Normalde bir arada bulunmaması gereken el bombaları ile top mermilerinin birlikte istiflendiği tespit edildi. El bombalarında fünyeler, top mermilerinde ise tapaların takılı olmaması gerektiği halde sevkiyat esnasında takılıydı. Patlamaya 105 mm'ik top mermisinin sert zemine düşmesi sebep oldu. Aparatları takılı diğer top mermileri ile el bombaları da
patlamanın şiddetini artırdı.
Mühimmat deposunda Makina Kimya Endüstrisi Kurumu (MKE) yapımı MK-2,
Alman yapımı BM 26 ve BM 41 ile
Amerikan yapımı MOT 44'ten oluşan yaklaşık 120 bin adet
el bombası bulunuyordu. 100 bin civarında el bombası, ilk patlamanın şiddetiyle infilak etti. Patlamamış 5 bin el bombası çevredeki aramalar sonucunda bulundu. 15 bin el bombasının ise
toprak altında kaldığı tahmin ediliyor. Patlamadan etkilenmeyen 67 top mermisi de topraktan çıkarıldı. Rapordaki bir diğer tespit, olayda 500 kilogramlık bir
mühimmatın infilak ettiği yönünde.
Ankara Kumrular ve Gaziantep'teki saldırılarda sadece 5 kilogramlık
patlayıcıların kullanıldığına dikkat çekiliyor.
Bu arada
askeri birlik ve depoda görevli tüm
personel, detaylı olarak araştırıldı. Er, erbaş ve subayların Genel Bilgi Taraması (GBT) yapıldı. İncelemelerde görevli askerler ve yakınlarının
PKK ya da farklı marjinal gruplarla herhangi bir bağlantısı tespit edilmedi. Ayrıca, bölgede patlama öncesi ve sonrası cep
telefonu ile
ankesörlü telefon kayıtları tek tek incelendi. Şüpheli herhangi bir görüşme belirlenemedi.
Emniyet ve
jandarma bomba uzman
ekipleri, olayın hemen ardından bölgeye gitmişti. Patlamanın olduğu cephaneliği inceleyen ve araziye saçılan mühimmatın toplanmasında görev yapan uzman ekip, tespitlerin yer aldığı ön raporunu tamamladı. Raporda,
terör saldırısı ya da sabotaj bulgusuna rastlanmadığı, ancak bariz şekilde ihmalin olduğu vurgulandı. Depodaki mühimmatın el bombaları ve
havan topu mermilerinden oluştuğu belirtildi. Normalde, bu iki ayrı cins mühimmatın bir arada bulunmaması gerektiği aktarıldı. Ayrıca, mühimmat sevkiyatlarında, el bombalarında fünyelerinin, havan mermilerinde ise tapalarının takılı olmaması gerektiği halde burada takılı olduğu tespit edildi.

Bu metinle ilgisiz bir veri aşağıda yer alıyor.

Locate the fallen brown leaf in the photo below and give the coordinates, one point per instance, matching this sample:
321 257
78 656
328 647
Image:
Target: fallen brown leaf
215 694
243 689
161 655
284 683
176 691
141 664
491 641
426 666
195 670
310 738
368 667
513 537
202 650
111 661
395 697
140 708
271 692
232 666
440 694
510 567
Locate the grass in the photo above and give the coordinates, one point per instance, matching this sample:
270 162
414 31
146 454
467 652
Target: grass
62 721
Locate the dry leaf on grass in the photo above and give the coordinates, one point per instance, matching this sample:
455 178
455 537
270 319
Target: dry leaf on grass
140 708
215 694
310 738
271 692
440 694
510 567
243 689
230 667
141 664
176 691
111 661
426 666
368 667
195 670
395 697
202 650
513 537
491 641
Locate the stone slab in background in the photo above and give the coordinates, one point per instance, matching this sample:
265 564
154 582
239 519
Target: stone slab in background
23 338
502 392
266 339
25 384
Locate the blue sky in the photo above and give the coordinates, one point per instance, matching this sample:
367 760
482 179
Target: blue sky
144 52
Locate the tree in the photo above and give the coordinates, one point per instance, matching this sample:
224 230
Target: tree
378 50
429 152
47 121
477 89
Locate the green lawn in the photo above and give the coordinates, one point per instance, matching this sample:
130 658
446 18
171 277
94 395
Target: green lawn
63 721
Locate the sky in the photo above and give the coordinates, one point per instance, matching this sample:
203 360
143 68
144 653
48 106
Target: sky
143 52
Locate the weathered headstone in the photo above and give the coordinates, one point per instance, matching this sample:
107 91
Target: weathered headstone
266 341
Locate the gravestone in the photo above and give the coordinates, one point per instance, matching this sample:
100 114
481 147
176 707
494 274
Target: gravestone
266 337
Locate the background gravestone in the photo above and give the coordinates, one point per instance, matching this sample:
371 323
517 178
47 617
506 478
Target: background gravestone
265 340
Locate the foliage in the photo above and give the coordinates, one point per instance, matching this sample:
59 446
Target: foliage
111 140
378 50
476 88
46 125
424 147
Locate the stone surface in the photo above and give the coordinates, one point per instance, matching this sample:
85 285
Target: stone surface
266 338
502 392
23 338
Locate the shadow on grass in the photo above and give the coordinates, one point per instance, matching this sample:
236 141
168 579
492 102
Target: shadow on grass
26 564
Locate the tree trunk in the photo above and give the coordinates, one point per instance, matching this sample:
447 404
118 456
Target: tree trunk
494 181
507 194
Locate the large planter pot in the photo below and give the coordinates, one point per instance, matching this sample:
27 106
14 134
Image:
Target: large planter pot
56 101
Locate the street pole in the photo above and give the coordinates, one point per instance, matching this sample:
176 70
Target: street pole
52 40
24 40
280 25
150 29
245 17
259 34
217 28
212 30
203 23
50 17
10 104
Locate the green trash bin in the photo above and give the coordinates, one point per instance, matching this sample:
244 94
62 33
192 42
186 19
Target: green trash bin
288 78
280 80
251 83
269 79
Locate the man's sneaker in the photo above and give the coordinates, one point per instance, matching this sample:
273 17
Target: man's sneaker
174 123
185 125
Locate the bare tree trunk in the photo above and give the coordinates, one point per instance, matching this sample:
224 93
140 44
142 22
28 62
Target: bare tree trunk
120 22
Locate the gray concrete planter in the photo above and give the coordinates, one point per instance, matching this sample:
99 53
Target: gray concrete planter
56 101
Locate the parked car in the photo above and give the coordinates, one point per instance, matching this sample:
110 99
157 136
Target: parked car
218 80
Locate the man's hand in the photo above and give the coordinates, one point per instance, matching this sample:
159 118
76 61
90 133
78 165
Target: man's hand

Patlamanın hemen ardından sabotaj ihmali üzerinde de durulmuştu. Bu çerçevede özel bir ekip oluşturuldu.
Genelkurmay Başkanlığı, Jandarma,
Emniyet Genel Müdürlüğü Terörle Mücadele ve
İstihbarat Daire Başkanlığı uzmanlarından oluşan ekip, askerî birlikte ve depoda görevli tüm personeli, detaylı olarak araştırdı. Er, erbaş ve subayların Genel Bilgi Taraması'nı (GBT) yaptı. Yapılan incelemelerde görevli askerler ve yakınlarının PKK ya da farklı marjinal gruplarla herhangi bir bağlantısı tespit edilmedi. Ayrıca bölgede patlama öncesi ve sonrası cep ve ankesörlü telefon kayıtları da tek tek incelendi. Bu süre zarfından
şüpheli herhangi bir görüşme belirlenemedi.
Güvenlik birimleri, patlayıcıların kayıtlarının bulunduğu envanter dokümanlarını da en ince ayrıntısına kadar inceledi. Susurluk'tan
Afyonkarahisar'a nakli yapılan tüm mühimmatın kayıtlarda bulunduğu belirlendi. Bu arada, bomba
imha uzmanlarının bölgedeki çalışmaları tamamladığı, her ihtimale karşı belli sayıda uzmanın bölgede bekletildiği kaydediliyor.
Raporda, patlayan el bombalarının özellikleri de sıralandı. Alman yapımı BM 26 ve BM 41
model el bombalarının içerisinde 80 ile 160 gram arasında
plastik patlayıcı bulunuyor. Bu patlayıcıların içerisinde ayrıca kompozit karışımı maddeler yer aldığı için ani patlamalarda birbirini tetiklediği ifade edildi. Patlama neticesinde bombaların bulunduğu depoda ilk etapta 4 tonluk kuvvet basıncı, 3 bin derecelik de sıcaklık basıncı oluştuğu belirtildi. Sıcaklık basıncı nedeniyle şehit olan askerlerin bütün bedenlerinin yandığı da raporda yer aldı.